Project description
Cellular metabolism is essential for maintaining normal tissue function. Abnormal metabolism, in many cases, is a hallmark of several pathologies, such as cancer and neurodegenerative or immunological disorders. Metabolic imaging is a cutting-edge tool in precision medicine, as it offers a unique perspective on the biochemical and functional aspects that characterize both health and disease. Non-invasive imaging, combined with high sensitivity and resolution, improves our understanding of the disease state without generating phototoxicity.
Our group has developed METAPHOR (Metabolic Evaluation through Phasor-based Hyperspectral Imaging and Object Recognition for Mammalian Blastocysts and Oocytes). This innovative imaging method combines hyperspectral illumination with artificial intelligence to extract metabolic footprints and assess mitochondrial distribution within biological samples, using exclusively autofluorescence. Our success in developing an imaging device and associated classification software to assess the quality of embryos and oocytes has led us to expand the application of our technology to address new needs in research and clinical practice.

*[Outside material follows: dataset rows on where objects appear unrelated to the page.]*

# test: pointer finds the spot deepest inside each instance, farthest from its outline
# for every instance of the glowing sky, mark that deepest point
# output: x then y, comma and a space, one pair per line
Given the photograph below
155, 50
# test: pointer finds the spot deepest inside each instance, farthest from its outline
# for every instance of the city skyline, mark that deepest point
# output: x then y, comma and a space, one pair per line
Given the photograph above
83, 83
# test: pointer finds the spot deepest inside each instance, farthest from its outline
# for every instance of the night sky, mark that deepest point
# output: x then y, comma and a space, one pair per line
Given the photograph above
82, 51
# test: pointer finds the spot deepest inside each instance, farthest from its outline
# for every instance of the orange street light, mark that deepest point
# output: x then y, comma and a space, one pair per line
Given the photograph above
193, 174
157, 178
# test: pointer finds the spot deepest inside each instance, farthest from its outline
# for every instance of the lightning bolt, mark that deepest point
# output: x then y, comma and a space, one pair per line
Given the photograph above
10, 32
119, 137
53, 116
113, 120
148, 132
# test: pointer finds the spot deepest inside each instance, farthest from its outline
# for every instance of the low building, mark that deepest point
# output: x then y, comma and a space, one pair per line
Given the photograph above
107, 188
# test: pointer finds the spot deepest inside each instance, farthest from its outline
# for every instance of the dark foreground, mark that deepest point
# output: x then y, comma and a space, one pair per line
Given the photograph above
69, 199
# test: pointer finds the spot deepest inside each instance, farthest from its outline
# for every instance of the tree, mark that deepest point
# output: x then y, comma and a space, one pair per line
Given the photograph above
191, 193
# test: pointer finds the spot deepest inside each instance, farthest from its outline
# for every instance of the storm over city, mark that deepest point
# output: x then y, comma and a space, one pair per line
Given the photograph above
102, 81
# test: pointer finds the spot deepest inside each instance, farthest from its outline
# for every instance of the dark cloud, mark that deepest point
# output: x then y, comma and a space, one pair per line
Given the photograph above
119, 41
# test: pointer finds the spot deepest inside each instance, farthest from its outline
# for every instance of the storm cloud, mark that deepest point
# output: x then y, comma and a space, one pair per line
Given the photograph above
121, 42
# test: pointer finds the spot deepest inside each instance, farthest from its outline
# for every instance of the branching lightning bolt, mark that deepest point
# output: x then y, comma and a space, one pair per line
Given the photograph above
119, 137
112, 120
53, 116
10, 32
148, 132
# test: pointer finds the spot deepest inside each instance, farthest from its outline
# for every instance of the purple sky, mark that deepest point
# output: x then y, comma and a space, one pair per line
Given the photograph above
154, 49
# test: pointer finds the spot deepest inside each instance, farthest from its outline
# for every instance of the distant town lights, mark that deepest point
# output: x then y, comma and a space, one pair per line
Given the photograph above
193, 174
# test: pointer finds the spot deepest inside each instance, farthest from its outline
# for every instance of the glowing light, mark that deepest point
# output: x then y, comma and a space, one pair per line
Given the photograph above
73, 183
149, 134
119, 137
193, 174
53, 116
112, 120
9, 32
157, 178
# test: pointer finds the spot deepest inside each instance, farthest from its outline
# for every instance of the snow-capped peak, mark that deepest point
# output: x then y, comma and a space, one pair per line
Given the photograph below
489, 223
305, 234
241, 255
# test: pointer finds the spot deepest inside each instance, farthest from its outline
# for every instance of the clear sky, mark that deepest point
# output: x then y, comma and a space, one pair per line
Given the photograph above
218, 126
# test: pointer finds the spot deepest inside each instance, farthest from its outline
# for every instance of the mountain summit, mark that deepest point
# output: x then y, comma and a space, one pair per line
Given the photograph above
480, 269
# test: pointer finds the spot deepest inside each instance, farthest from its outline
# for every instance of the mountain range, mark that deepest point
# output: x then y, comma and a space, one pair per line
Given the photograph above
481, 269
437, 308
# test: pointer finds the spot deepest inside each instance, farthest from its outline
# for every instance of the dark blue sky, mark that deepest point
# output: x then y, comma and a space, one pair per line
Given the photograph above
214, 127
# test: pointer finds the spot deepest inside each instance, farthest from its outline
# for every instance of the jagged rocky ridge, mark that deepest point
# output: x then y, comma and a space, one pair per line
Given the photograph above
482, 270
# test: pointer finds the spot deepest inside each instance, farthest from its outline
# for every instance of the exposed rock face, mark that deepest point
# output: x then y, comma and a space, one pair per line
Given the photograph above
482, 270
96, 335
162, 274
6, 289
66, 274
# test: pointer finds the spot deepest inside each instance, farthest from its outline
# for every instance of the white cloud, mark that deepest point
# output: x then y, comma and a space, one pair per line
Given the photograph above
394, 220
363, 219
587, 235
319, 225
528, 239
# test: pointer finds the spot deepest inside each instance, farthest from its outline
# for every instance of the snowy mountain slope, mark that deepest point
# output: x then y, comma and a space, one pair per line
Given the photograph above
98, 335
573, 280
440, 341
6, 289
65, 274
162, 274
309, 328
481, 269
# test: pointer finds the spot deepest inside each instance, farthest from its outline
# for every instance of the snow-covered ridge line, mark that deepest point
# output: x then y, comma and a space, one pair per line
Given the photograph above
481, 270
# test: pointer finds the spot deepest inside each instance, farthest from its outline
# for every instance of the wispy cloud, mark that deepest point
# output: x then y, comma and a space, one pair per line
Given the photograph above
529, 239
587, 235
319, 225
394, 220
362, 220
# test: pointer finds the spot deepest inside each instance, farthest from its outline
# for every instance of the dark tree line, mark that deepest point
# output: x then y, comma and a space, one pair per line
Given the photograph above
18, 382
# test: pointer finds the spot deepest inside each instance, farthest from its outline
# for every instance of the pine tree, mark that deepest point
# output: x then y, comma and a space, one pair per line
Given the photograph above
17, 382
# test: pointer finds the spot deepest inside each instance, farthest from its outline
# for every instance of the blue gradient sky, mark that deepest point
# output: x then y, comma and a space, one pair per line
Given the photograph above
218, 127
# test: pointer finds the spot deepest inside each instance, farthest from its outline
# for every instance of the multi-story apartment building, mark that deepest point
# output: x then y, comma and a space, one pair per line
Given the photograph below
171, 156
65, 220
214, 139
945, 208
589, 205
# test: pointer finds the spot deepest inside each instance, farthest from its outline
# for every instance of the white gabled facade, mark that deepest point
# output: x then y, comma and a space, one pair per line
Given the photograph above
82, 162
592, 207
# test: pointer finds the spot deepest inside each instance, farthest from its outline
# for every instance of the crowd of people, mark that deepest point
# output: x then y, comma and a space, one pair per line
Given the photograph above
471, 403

The METAPHOR system is based on hyperspectral (HS) imaging, a technique that allows capturing the full autofluorescence spectrum in each pixel of an image, thus encoding a large amount of metabolic information from the living sample. In our system, multidimensional HS images are transformed into a normalized spectral histogram and a phasor plot. Both representations allow for easy handling of complex multidimensional data due to their dimensionality reduction. These representations are then fed into a supervised machine learning classifier, trained to discriminate cells in different metabolic states. METAPHOR is able to identify more than six metabolites in vivo that exhibit natural autofluorescence, including those essential in key metabolic pathways (such as glycolysis and oxidative phosphorylation) and markers of oxidative stress.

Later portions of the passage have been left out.